The effects of damage regimes varied by scale: tree-level damage (PSD) was not significantly associated with mortality, but plot-level tree damage (PTD) significantly influenced tree mortality although its impact was not proportional to the severity of the damage. Conversely, larger trees exhibited lower odds of death post-breakage (DBH: OR = 0.84; HT: OR = 0.68), reflecting the greater resilience of more mature individuals. When applied to the validation dataset, the model achieved an overall accuracy of 0.821 (95% CI: 0.757–0.874), with sensitivity of 0.993 (correctly identifying surviving trees) and specificity of 0.114 (poorly discriminating dead trees, which were the minority class).
Bootstrap-derived estimates reinforced the variable significance identified by the classical logistic regression (Table 2). Across 10,000 resampling iterations, RMSE for all predictors remained low, ranging from 0.040 to 1.214, indicating that coefficient estimates are both precise and stable under repeated sampling.
Table 2. Bootstrap-derived parameter estimates for the logistic regression model predicting post-stem breakage mortality in loblolly pine.
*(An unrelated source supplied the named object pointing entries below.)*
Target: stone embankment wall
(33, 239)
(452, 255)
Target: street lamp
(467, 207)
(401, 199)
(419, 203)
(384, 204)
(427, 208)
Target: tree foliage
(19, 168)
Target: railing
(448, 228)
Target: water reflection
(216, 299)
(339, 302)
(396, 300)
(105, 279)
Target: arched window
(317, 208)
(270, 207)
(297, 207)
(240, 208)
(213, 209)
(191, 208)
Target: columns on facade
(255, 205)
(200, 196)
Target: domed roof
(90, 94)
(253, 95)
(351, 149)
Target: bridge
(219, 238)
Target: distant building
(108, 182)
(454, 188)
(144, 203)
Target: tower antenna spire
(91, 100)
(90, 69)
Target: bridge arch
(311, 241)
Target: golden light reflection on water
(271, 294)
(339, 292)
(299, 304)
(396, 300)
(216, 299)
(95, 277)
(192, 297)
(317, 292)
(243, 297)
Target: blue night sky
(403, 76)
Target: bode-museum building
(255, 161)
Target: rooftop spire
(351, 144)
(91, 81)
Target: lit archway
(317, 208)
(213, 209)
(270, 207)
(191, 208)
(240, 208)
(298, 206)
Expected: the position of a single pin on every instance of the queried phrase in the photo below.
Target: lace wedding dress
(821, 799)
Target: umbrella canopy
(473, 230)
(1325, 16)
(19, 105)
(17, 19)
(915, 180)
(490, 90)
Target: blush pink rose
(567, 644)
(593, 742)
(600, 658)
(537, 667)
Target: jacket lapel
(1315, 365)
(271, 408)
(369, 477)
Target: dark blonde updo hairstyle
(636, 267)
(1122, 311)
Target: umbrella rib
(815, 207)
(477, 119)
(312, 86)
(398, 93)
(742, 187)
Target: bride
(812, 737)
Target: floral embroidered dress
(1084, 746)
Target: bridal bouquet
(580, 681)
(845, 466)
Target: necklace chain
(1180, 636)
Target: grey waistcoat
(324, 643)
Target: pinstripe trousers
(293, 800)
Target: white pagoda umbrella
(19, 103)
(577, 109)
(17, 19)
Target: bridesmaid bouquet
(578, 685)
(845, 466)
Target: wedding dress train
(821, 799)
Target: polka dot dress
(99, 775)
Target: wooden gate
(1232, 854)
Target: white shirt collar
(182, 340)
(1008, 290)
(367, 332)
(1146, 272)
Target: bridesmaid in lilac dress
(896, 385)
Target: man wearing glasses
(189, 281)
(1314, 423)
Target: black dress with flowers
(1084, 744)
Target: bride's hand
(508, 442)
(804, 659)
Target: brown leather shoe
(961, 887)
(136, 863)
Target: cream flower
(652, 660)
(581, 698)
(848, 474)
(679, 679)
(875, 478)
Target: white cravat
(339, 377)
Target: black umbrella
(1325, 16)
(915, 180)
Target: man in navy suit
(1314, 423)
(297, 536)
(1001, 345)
The model demonstrated that the probability of tree mortality following stem breakage decreased with increasing DBH and HT (Appendix 2). Trees in plots with any level of damage (i.e., PTD > 0%), irrespective of the PSD level of individual tree, exhibited higher survival probabilities than those in undamaged plots. For instance, a 20 cm-DBH tree in a plot with 25% PTD had approximately half the probability of tree death compared to a tree with the same DBH in undamaged plots (i.e., PTD = 0%). However, no significant difference in the probability of tree mortality emerged between thinned and unthinned plots when other predictors were held constant. Comparisons between fitted and bootstrap regression curves revealed increasing divergence at lower DBH (Figure 3) and lower HT (Figure 4), indicating greater uncertainty in predicted mortality for smaller or shorter trees.
Figure 3. Predicted probability of post-stem breakage mortality in loblolly pine as a function of diameter at breast height (DBH) and proportion of damaged trees (PTD), based on multiple logistic regression with bootstrapping. The upper panel illustrates predictions for non-thinned stands (CTRL), while the lower panel shows predictions for thinned stands (THIN). Solid black lines indicate logistic regression predictions based on observed data, while dashed brown lines represent predictions generated from 100 out of 10,000 bootstrapping simulations for visualization clarity.
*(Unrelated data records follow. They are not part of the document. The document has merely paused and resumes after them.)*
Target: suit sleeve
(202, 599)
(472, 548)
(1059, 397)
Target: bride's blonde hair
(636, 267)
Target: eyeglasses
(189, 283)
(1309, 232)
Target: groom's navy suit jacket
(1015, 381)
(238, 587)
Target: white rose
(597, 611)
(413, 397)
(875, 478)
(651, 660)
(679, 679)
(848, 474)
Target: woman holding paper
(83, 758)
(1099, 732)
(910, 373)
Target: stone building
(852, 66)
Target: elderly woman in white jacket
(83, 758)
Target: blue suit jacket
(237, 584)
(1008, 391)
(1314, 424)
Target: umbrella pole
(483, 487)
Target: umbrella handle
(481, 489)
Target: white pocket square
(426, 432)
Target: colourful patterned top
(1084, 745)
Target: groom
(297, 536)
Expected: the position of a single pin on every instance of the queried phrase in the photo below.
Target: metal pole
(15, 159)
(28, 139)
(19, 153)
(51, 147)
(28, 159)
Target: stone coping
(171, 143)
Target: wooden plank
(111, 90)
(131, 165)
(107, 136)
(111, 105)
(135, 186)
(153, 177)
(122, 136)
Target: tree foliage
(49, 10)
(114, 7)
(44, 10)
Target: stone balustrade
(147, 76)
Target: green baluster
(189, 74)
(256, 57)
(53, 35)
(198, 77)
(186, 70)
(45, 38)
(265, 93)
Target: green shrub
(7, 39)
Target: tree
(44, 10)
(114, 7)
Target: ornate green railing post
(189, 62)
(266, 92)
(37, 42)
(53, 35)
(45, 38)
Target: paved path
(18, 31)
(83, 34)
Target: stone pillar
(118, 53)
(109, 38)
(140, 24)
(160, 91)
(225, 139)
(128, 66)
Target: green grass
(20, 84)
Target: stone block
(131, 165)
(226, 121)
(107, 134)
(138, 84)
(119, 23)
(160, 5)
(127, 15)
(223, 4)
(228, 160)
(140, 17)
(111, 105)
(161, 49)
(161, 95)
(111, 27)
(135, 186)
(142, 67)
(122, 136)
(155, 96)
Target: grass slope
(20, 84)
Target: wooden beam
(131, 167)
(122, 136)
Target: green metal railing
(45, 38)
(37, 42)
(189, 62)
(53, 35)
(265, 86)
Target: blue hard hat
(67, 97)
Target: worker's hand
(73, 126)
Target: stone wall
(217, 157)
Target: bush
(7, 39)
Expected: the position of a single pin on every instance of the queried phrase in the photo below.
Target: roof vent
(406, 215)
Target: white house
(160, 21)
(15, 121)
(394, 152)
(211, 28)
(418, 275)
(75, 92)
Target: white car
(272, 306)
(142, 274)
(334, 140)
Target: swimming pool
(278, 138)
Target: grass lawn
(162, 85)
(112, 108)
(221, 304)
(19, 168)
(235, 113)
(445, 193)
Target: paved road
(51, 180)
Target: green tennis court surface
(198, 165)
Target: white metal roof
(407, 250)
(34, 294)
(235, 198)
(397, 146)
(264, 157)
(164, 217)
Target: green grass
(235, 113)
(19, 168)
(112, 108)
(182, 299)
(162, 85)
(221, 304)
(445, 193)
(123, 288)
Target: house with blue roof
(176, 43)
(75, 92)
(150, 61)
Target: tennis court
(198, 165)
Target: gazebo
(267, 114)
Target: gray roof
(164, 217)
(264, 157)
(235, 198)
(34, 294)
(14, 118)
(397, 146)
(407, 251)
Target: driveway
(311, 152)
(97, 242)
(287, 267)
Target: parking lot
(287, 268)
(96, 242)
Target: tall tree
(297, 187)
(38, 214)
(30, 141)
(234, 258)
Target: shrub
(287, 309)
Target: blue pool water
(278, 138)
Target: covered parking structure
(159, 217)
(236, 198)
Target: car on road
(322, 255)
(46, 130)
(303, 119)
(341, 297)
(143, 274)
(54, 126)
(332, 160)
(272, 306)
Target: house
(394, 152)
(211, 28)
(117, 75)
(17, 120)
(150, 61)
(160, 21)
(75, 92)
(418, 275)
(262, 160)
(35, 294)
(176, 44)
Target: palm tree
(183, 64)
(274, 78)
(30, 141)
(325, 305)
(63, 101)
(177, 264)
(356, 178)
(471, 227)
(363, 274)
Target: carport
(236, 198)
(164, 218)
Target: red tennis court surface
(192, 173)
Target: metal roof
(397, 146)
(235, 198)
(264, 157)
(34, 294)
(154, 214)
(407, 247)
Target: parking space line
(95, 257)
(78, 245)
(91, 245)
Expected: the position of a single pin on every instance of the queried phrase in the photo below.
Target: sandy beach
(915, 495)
Figure 4. Predicted probability of post-stem breakage mortality in loblolly pine as a function of tree height (HT) and proportion of damaged trees (PTD), based on multiple logistic regression with bootstrapping. The upper panel illustrates predictions for non-thinned stands (CTRL), while the lower panel shows predictions for thinned stands (THIN). Solid black lines indicate logistic regression predictions based on observed data, while dashed brown lines represent predictions generated from 100 out of 10,000 bootstrapping simulations for visualization clarity.
4 Discussion
4.1 Validation of the logistic regression model predicting post-stem tree mortality of loblolly pines
Our model’s validation (Section 3.3) confirmed a key limitation: a very low specificity (0.1143) and a resulting poor ability to discriminate true tree deaths. This is a bias likely driven by the predominance of live trees in the raw data, a well-documented challenge in logistic regression for mortality studies. Hwang et al. (2023) explored four class-balancing techniques in bootstrapped logistic models of post-fire mortality and found that appropriate class-balancing scenarios can improve model parsimony although their success depends on the specific method and dataset. Shearman et al. (2019) proposed balanced random forests to mitigate imbalance in tree mortality studies, particularly under fire-induced scenarios. Therefore, future improvements to our model should explore class-balancing strategies, such as weighted sampling, synthetic minority oversampling (SMOTE), or ensemble classifiers, to enhance the correct identification of tree deaths.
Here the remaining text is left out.